Others noticed that he appeared to be lying in a doubled bed, and the white sheet over his body was actually a pillow cover.
When local media finally found him alive, he admitted the hoax was a ploy to make his of two years believe he had passed away.
He told the TV Sur channel: “My wife would call me every week just to ask to send more money.
"Every Saturday she would call me telling me I had sent her so much, and I needed to send her this much more.
"The rest of the week, not even a message. She would never send photos or ask me anything else.
“She kept asking me to send her mobile phones.
"I’d already sent six and she always rang me to tell me it had been stolen.”
But a neighbour told the channel that the news of his death had been “a terrible blow” for his elderly parents, who also live in Saba.
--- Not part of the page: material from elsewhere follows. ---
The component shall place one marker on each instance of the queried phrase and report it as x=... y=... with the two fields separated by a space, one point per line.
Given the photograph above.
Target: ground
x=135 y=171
Other family members reportedly slammed him as “an ungrateful son”.
Social media users also criticised Gonzalez, who had been living in the US for several years.
One, Zuly Deras, wrote: “Better to have been honest with your parents and tell them that you no longer want to help them, than not to lie in that way. You can really die after playing in that way. God have mercy on you.”
Many Honduras families rely on relatives who have made it to the US to help them financially.
From January to May 2018, 1.5 million US dollars were sent back home by Hondurans living in the States.